List of standard aggregation functions
# | use pandas standard aggregation methods
df.groupby('user_id')['purchase_amount'].sum()
# | is the same as
df.groupby('user_id')['purchase_amount'].agg('sum')
# | is the same as
df.groupby('user_id')['purchase_amount'].agg(np.sum)

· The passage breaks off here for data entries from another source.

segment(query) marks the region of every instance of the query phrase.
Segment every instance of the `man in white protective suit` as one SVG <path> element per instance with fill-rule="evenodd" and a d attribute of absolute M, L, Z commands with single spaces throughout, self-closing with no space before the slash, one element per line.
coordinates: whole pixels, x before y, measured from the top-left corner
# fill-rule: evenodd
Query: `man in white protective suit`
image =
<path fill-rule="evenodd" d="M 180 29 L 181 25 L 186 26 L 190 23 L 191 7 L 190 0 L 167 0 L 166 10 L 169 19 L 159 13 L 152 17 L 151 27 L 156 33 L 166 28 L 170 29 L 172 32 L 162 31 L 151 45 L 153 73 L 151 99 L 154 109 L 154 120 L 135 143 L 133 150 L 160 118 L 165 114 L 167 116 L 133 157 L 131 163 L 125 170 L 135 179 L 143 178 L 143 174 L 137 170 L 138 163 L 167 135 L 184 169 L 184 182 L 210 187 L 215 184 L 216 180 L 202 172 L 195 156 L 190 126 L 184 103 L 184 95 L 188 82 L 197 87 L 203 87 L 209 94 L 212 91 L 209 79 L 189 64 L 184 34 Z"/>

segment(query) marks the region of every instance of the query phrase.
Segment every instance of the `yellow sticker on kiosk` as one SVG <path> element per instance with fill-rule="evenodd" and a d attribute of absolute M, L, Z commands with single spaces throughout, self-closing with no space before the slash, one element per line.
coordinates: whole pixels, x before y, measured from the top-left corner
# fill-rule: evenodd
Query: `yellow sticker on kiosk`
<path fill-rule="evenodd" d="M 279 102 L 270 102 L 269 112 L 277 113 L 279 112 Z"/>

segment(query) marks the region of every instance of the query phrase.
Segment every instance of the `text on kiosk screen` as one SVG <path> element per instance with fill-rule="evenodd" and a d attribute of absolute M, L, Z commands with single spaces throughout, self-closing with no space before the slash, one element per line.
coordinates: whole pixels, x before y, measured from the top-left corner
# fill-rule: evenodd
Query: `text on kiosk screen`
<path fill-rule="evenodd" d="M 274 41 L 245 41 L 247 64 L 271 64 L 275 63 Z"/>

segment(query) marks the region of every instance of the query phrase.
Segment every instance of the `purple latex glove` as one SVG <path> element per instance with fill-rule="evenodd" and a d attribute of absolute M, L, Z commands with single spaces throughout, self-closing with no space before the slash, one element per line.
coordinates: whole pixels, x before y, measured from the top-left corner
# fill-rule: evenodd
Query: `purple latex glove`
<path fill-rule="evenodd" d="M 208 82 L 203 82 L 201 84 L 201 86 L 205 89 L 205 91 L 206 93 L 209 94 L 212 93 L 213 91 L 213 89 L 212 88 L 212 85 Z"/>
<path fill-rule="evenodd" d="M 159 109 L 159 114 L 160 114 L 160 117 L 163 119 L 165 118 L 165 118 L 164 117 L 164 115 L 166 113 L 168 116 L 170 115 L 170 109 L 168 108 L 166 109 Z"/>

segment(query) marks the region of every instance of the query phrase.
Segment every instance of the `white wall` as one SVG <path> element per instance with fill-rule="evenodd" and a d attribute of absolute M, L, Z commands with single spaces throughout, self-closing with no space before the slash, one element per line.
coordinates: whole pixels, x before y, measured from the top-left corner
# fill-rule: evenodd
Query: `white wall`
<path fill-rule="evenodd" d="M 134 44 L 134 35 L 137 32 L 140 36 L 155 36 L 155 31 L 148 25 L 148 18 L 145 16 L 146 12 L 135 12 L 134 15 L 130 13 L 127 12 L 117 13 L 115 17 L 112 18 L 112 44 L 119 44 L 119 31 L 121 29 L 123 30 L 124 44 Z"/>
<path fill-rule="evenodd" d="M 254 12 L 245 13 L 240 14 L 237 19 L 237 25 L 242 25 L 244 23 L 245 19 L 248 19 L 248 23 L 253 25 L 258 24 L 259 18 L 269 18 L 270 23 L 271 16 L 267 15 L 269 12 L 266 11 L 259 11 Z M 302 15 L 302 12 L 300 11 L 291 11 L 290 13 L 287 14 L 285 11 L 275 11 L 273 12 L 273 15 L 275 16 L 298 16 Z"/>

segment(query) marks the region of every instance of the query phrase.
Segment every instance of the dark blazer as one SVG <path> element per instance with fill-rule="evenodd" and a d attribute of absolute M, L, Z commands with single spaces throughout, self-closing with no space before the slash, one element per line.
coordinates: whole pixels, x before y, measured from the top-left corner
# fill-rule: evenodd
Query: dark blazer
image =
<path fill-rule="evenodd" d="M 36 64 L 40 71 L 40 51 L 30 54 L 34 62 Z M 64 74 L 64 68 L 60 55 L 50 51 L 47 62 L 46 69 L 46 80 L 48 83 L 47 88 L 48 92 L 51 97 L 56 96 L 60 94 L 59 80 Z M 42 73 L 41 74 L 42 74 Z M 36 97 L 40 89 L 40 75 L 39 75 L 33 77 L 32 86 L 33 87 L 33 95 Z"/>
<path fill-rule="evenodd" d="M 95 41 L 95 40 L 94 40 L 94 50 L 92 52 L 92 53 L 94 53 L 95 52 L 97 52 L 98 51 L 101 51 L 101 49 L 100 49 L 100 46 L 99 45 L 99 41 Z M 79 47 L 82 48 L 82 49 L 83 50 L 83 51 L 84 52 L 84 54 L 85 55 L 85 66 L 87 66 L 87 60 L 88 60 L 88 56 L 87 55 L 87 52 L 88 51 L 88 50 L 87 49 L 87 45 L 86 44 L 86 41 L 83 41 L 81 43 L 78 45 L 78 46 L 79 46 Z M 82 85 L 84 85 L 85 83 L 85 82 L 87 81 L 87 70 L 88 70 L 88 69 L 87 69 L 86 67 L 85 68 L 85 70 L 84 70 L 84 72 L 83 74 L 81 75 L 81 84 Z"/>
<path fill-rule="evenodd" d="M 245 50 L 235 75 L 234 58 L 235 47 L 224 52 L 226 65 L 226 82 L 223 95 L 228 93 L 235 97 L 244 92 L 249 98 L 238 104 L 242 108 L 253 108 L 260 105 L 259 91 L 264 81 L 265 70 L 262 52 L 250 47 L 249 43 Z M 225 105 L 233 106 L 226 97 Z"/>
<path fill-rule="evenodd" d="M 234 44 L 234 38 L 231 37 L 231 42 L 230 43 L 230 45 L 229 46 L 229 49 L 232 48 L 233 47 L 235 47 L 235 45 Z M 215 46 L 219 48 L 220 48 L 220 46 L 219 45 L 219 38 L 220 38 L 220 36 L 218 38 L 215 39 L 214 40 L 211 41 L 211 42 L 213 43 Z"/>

# multiple aggregations at once
df.groupby('A')['C'].agg([np.sum, np.mean, np.std])
sum mean std
A
bar 0.392940 0.130980 0.181231
foo -1.796421 -0.359284 0.912265
# | apply sum to all numerical columns
df.groupby('A').agg('sum')
df.groupby('A').agg([np.sum, np.mean, np.std])
C D
sum mean std sum mean std
A
bar 0.392940 0.130980 0.181231 1.732707 0.577569 1.366330
foo -1.796421 -0.359284 0.912265 2.824590 0.564918 0.884785
# | don't use group names as new index
df.groupby(['A', 'B'], as_index=False).agg(np.sum)
# | get size of each group
df.groupby('Gender').size()
# | get group stats
df.groupby('Gender').describe()
# | custom aggregation
df.groupby('Gender').agg({'C': np.sum, 'Age': lambda x: np.std(x, ddof=1)})
def concat_prod(sr_products):
# | sort product descriptions by length (#characters)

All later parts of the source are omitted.